Brave Marathoner With Brain Cancer, Known for Running in a Tutu, Dies

Monika Allen (right), running with her friend Tara Baize in 2013, has died of brain cancer. (Photo: Glamrunner.com)
Monika Allen (right), running with her friend Tara Baize in 2013, has died of brain cancer. (Photo: Glamrunner.com)

Monika Allen, a girls-empowerment advocate and long-distance runner of great courage, who ran a marathon while receiving chemo treatment for brain cancer, has died of the disease. She was 38 years old and leaves behind a husband, David, and an infant daughter.

“I’ll never be in remission, so I’m just living day to day,” Allen told Katie Couric about her inoperable brain tumor in 2014, on what was then the Yahoo anchor’s daytime talk show, Katie.

Allen, of San Diego, Calif., had been invited to the show to discuss a controversy with Self magazine, which had recently folded its print edition. The magazine had published a photo of Allen and her friend Tara Baize crossing the 2013 L.A. Marathon finish line wearing tutus — an image that captured an incredible moment for Allen. A marathoner who had been diagnosed with brain cancer in September 2012, she had just finished running the L.A. marathon, her first since the diagnosis, while undergoing chemotherapy treatment. “It was a hard race for me,” Allen told Couric.

Allen and Baize ran in tutus they had made as a symbol of hope and power — part of the project they started, Glam Runner, to raise money for the San Diego chapter of Girls on the Run, a national after-school running and empowerment program for girls. (The chapter has just set up the Monika Carlson Allen Courage Scholarship in her honor.)

But the Self editors didn’t know the backstory, unfortunately. In a now-defunct column called “BS Meter,” they snidely used the image as an example of what the editors called “a racing tutu epidemic” that they attributed to the fact that “people think these froufrou skirts make you run faster.”

When asked for the photo by Self, Allen had assumed it was going to be used “for something positive.” Instead, she wound up feeling “shocked and insulted,” she told Couric, who noted, “I think this whole snarky judgmental thing. … I think people should stand up and say, ‘Enough of that.’”

After the photo was published, Allen posted about it on Facebook, and from there, it spread like wildfire, upsetting her family, friends, and many Girls on the Run fans.

Lucy Danziger, the editor of Self at the time, was quick to issue an apology, discontinue the BS Meter page, and donate to Girls on the Run.

In addition, Baize told Runners World, in a story about Allen’s death, “People contacted us from all over the world, ordering tutus and telling Monika what an inspiration she was. Many cancer survivors were motivated to get out there and do their first race. We still get so many messages from people who never actually met her, saying that she was such a big influence on them.”
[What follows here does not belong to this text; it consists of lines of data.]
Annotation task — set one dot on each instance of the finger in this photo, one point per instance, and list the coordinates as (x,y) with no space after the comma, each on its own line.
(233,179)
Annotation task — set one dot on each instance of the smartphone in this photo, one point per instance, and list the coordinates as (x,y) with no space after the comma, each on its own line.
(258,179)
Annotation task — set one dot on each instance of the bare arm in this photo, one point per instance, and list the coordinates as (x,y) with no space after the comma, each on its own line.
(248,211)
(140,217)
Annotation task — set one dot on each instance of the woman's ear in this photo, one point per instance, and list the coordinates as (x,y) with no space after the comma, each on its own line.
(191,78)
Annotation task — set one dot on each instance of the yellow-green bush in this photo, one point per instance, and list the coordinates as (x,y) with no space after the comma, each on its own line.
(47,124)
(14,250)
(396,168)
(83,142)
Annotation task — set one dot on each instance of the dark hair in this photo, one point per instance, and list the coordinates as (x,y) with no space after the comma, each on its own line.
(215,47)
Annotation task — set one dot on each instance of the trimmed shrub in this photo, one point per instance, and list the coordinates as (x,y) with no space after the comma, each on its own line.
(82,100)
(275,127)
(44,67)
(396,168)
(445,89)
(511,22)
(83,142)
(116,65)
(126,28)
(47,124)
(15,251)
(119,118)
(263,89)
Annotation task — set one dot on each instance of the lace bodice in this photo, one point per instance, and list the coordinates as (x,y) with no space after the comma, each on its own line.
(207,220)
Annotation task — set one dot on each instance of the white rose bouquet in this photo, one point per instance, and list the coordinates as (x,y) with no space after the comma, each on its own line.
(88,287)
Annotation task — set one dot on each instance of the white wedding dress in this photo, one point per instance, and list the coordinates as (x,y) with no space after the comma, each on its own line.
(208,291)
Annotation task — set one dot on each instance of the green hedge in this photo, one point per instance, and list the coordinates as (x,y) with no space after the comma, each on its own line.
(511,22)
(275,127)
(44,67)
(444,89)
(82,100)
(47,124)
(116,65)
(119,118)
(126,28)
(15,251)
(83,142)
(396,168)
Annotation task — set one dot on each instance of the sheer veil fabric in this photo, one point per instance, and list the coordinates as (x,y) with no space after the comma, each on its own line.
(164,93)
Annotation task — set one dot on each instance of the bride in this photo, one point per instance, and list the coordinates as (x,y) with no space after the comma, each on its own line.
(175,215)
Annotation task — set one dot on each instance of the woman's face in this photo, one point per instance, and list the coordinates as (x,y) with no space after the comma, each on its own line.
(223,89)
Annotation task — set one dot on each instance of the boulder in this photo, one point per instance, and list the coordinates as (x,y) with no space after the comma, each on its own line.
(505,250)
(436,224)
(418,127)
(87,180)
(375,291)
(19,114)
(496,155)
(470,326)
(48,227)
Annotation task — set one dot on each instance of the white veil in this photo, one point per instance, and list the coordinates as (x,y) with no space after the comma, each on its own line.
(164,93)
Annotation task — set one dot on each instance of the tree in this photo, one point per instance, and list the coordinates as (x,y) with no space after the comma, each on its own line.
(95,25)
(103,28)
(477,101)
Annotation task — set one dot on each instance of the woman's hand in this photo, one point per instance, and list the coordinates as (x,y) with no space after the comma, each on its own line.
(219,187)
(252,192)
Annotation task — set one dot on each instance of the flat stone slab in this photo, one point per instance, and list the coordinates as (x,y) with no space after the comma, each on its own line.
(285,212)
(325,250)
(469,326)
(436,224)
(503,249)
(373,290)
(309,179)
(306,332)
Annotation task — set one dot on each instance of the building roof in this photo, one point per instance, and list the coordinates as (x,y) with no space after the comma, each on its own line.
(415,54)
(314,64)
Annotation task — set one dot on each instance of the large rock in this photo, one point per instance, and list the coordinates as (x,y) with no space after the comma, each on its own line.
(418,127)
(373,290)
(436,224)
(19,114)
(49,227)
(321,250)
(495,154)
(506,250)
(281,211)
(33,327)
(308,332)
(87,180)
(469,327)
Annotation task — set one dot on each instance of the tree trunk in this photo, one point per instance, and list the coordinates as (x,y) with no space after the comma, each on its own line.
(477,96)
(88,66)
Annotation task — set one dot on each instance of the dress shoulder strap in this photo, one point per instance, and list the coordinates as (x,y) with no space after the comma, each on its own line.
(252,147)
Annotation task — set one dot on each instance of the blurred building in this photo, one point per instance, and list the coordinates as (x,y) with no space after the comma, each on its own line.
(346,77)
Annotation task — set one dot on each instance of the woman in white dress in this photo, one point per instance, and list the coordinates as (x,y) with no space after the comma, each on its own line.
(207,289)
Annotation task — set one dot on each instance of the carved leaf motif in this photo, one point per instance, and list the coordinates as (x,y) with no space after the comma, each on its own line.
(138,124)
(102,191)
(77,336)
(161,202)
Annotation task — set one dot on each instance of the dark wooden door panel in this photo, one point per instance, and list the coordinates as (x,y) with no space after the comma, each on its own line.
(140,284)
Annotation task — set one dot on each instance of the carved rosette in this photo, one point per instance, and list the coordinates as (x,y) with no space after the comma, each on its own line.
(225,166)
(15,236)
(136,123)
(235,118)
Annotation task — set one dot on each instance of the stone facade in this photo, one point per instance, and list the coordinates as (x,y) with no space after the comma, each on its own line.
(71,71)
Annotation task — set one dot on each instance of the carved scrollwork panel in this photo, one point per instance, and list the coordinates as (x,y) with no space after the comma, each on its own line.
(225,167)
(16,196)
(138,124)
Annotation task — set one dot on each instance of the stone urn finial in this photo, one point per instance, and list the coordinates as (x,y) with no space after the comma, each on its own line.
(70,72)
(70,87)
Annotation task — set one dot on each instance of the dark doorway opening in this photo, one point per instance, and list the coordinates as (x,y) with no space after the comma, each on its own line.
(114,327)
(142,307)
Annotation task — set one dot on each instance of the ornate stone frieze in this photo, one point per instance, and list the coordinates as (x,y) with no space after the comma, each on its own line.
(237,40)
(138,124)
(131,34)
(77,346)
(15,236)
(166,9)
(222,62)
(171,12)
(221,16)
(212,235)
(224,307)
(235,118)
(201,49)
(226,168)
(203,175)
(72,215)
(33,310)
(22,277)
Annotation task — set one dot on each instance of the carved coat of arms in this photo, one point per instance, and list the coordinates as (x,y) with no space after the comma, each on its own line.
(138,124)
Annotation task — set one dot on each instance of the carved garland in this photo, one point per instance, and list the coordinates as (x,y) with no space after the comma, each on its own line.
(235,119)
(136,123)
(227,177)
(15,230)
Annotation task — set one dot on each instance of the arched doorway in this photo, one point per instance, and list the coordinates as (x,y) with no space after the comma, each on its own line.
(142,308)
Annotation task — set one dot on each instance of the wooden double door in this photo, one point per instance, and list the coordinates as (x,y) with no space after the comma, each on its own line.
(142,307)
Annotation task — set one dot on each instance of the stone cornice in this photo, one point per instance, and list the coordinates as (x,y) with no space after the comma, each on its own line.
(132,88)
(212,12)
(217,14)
Allen told Couric she was relieved that something positive had come out of the whole debacle. “Women should be here to empower each other,” she said. “Men or women should be empowering each other, lifting each other up.”

The runner and activist did just that, leaving behind a legacy of love after carrying on with strength, by continuing to run races in the face of certain death. “It was her way of living life,” Baize said. “It made her feel alive.”